If this issue has a theme, it would be “carrying on legacies” or “transitions,” which is appropriate with the month of May being the end of the school year. The opening song this month is “The Grand View Loyalty Song.” The lyrics speak of the school’s heritage living in and through today’s students and graduates. Lyricist Matt Pries and composer Dr. Kathryn Pohlmann Duffy recall their creative effort in “Grand View Loyalty Song Origin.”
Grand View University itself is going through a transition with the retirement of President Kent Hemming. Marilyn Andersen Gift writes about his legacy and a final tribute for him.
The quilt that is featured on the cover has an interesting story that June Walsh tells in “Quilt Auction in Dagmar, MT.” It involves the quilter Brigita Gardner and the community’s legacy of helping people in transition who have fled their country in search of safety.
Our Danish columnist, Hanna Broadbridge, tells how the Lutheran churches in Denmark go about getting a new pastor, a process that she has been intimately involved in this year as chair of her congregation’s church council.
Transition is also occurring at the Lutheran School of Theology at Chicago. The seminary recently announced that it and McCormick Theological Seminary (Presbyterian Church USA), with whom it shares a campus, have signed a letter of intent to sell, with a leaseback provision, the buildings and real estate of the campus to the University of Chicago. Although this development is not explicitly mentioned in the homily delivered by Rev. Dr. Benjamin M. Stewart on the Wednesday after Easter, he does speak to how transitions may be stressful for our identity, but that being reminded of who we are is connected to resurrection.

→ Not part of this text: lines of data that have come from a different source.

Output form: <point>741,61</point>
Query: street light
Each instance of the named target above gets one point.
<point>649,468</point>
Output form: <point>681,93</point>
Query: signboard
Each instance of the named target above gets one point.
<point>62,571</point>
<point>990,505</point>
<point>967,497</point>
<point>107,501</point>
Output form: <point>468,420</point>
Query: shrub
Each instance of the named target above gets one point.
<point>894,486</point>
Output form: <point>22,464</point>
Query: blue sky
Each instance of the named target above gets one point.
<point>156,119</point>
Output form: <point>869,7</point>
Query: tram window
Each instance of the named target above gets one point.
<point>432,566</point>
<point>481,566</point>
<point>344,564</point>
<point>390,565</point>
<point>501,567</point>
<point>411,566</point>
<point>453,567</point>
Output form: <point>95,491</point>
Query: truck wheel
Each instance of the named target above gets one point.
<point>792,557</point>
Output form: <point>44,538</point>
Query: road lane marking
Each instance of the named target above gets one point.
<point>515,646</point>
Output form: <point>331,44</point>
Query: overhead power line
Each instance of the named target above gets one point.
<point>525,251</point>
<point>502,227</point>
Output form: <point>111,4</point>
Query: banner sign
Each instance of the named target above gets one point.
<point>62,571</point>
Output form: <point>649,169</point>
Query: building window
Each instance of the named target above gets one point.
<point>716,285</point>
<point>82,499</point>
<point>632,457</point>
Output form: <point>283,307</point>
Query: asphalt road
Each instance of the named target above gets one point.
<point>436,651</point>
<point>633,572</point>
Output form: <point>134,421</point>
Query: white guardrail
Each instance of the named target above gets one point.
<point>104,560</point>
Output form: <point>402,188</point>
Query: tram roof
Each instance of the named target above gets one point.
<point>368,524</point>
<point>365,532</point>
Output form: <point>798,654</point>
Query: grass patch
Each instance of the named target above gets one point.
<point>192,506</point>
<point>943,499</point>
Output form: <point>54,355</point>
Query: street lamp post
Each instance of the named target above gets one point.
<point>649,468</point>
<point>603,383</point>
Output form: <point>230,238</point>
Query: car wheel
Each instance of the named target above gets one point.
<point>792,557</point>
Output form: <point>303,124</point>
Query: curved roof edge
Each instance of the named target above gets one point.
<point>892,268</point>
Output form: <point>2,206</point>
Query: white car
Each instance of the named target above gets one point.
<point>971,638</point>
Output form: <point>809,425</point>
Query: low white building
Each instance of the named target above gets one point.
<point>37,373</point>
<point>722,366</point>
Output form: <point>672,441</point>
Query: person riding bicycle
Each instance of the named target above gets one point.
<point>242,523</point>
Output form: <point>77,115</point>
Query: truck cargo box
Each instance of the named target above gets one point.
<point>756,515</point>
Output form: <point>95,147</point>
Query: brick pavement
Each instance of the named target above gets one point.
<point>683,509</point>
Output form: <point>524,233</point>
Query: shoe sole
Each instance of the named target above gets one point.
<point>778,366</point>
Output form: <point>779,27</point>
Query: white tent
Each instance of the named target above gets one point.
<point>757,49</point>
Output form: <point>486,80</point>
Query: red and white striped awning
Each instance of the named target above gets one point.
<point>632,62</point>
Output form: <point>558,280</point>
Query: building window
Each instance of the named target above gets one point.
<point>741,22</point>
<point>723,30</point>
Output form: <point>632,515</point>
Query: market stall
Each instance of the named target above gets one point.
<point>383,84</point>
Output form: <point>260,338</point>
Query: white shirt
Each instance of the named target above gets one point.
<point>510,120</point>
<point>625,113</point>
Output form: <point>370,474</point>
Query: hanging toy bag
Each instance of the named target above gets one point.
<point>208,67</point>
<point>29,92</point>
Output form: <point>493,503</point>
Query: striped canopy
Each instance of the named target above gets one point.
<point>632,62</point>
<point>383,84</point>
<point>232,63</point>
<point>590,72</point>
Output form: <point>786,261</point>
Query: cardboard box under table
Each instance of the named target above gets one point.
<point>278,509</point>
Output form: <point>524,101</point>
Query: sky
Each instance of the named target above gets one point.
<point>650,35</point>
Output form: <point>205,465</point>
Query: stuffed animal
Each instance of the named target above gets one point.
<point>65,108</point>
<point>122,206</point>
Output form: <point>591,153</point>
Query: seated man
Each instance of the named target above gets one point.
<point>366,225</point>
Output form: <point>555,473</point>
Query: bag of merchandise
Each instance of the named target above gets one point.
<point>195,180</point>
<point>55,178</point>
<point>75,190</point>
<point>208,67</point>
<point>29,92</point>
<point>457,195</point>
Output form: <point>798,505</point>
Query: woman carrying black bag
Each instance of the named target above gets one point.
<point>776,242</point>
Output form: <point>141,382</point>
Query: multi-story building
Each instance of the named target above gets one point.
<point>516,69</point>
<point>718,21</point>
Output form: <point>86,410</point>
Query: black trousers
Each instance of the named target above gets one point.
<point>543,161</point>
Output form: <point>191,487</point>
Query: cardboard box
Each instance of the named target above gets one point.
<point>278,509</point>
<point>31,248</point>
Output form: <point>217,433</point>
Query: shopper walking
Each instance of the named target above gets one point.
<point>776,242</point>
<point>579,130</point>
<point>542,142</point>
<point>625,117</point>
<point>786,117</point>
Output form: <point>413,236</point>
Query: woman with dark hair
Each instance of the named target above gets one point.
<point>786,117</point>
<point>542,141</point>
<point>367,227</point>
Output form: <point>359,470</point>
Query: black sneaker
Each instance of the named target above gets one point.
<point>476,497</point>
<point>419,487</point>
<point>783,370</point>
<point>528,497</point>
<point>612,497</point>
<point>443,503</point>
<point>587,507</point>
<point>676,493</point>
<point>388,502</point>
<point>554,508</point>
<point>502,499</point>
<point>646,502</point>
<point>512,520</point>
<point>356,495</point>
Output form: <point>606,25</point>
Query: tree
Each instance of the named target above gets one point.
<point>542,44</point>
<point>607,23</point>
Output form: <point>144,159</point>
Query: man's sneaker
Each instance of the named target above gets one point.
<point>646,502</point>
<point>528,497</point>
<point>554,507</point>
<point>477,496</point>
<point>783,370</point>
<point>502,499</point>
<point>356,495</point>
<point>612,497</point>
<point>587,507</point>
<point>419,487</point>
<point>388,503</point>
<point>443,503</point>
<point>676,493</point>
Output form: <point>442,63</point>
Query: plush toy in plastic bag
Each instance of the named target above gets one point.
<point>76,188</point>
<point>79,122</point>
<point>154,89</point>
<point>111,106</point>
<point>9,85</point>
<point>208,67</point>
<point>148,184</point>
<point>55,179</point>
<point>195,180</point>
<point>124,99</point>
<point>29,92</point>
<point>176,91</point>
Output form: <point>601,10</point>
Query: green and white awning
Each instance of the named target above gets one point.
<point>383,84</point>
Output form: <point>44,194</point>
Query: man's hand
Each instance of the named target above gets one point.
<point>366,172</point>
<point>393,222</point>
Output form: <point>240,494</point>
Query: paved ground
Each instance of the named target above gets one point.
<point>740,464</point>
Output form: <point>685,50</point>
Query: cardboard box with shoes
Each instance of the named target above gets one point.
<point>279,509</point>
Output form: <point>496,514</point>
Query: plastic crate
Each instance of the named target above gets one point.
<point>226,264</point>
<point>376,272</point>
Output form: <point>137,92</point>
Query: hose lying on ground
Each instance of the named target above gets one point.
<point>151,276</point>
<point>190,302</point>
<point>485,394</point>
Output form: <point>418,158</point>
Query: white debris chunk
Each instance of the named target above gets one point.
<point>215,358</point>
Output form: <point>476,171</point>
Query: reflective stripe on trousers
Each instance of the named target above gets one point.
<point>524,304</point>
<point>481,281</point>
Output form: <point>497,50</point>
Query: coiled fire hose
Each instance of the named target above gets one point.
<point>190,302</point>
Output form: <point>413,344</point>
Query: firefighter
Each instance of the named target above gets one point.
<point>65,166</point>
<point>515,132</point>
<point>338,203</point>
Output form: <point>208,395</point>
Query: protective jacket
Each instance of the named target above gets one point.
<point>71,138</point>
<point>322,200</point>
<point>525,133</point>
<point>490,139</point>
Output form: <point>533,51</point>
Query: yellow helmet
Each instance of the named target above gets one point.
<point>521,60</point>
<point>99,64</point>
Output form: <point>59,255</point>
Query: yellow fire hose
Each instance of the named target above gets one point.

To tell the story of how she is carrying on her family legacy, Jennifer Rose Escobar captures the memories of her father, Bill Ramsey, and her uncle, Dr. John Ramsey, in the short film “Growing a Paradise: The Story of Happiness Hills and Learning for Life.” In the transcript from the film’s Part One, “A Philosophy and A Family,” we hear the brothers recall their family values and how their careers at Berea College introduced them to N.F.S. Grundtvig and the idea of folk schools.
In “The Granly Story, “ Ida Larsen recognizes three sets of visionaries that also have a strong sense of their cultural inheritance. Though this first installment does not get so far as to tell about the actual settlers, at least one family came south from Dagmar, MT, the same community that auctioned the quilt on the cover.
“In Memorium” includes Jeanne Elsine Brinkman, who was just a child when her family made the move from Montana to Mississippi. Another who recently transitioned from this earthly existence is Hans Jørgen Clausen, whom many will remember for his full embrace of life.